After that lint will only detect new issues and ignore issues from baseline so you can allow lint to fail the build if there is any issues detected

android {
lintOptions {
abortOnError true
baseline file("lint-baseline.xml") // your choice of filename/path here
}
}

Also in documentation on tools’ site there are lines

android {
lintOptions {
checkAllWarnings true
warningsAsErrors true
}
}

in lint configuration.

Personally I don’t recommend to add them. First line enables all warnings even those that are disabled by default like FieldGetter that warns against using getter methods. Second line tells lint to treat all warnings as errors.
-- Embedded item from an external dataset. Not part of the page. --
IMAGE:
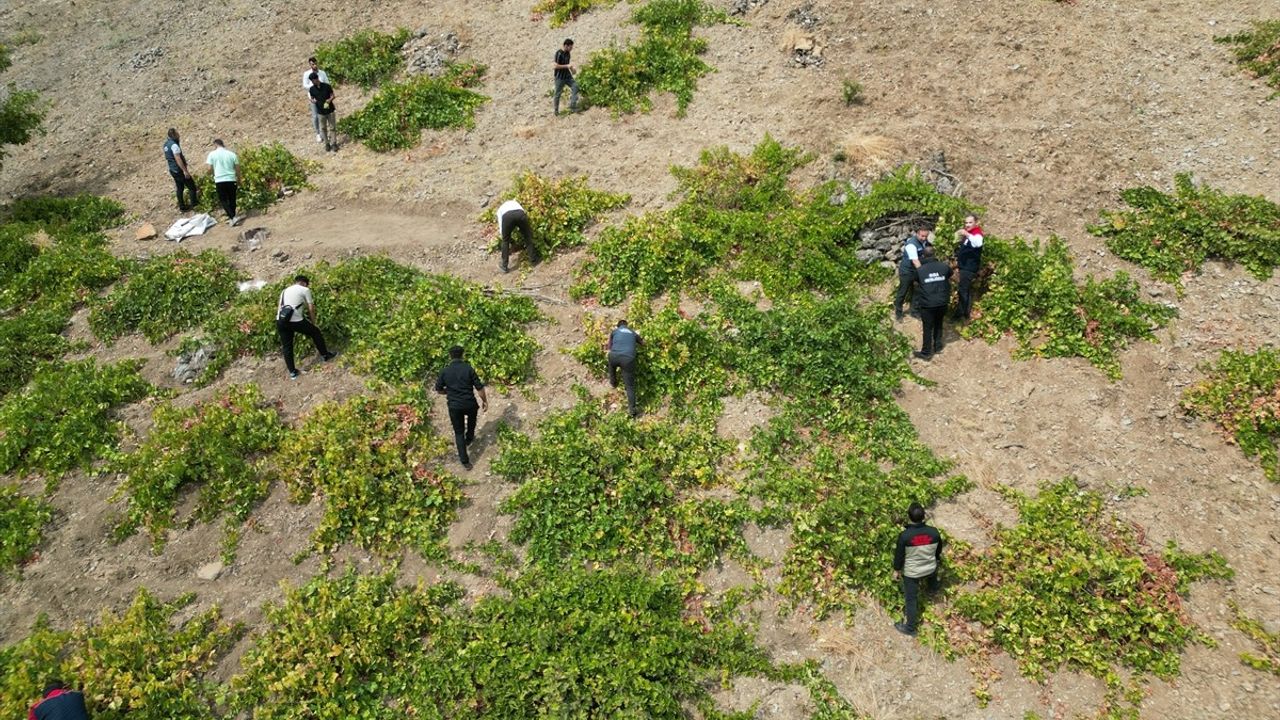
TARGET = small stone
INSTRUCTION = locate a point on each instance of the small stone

In combination with abortOnError true this can lead to false positives and frequently broken build. Instead I recommend to look through list of lint checks decide which warnings should be treated as errors and raise their severity in lint xml config. For example to treat hardcoded text as error add to lint.xml

<?xml version="1.0" encoding="UTF-8"?>
<lint>
<issue id="HardcodedText" severity="error"/>
</lint>

Conclusion

Checkstyle, FindBugs and Lint are great tools to have in your arsenal and now you can start using them in old projects without paying upfront cost and hopefully someday you could remove tricks mentioned in this article from your build.gradle files.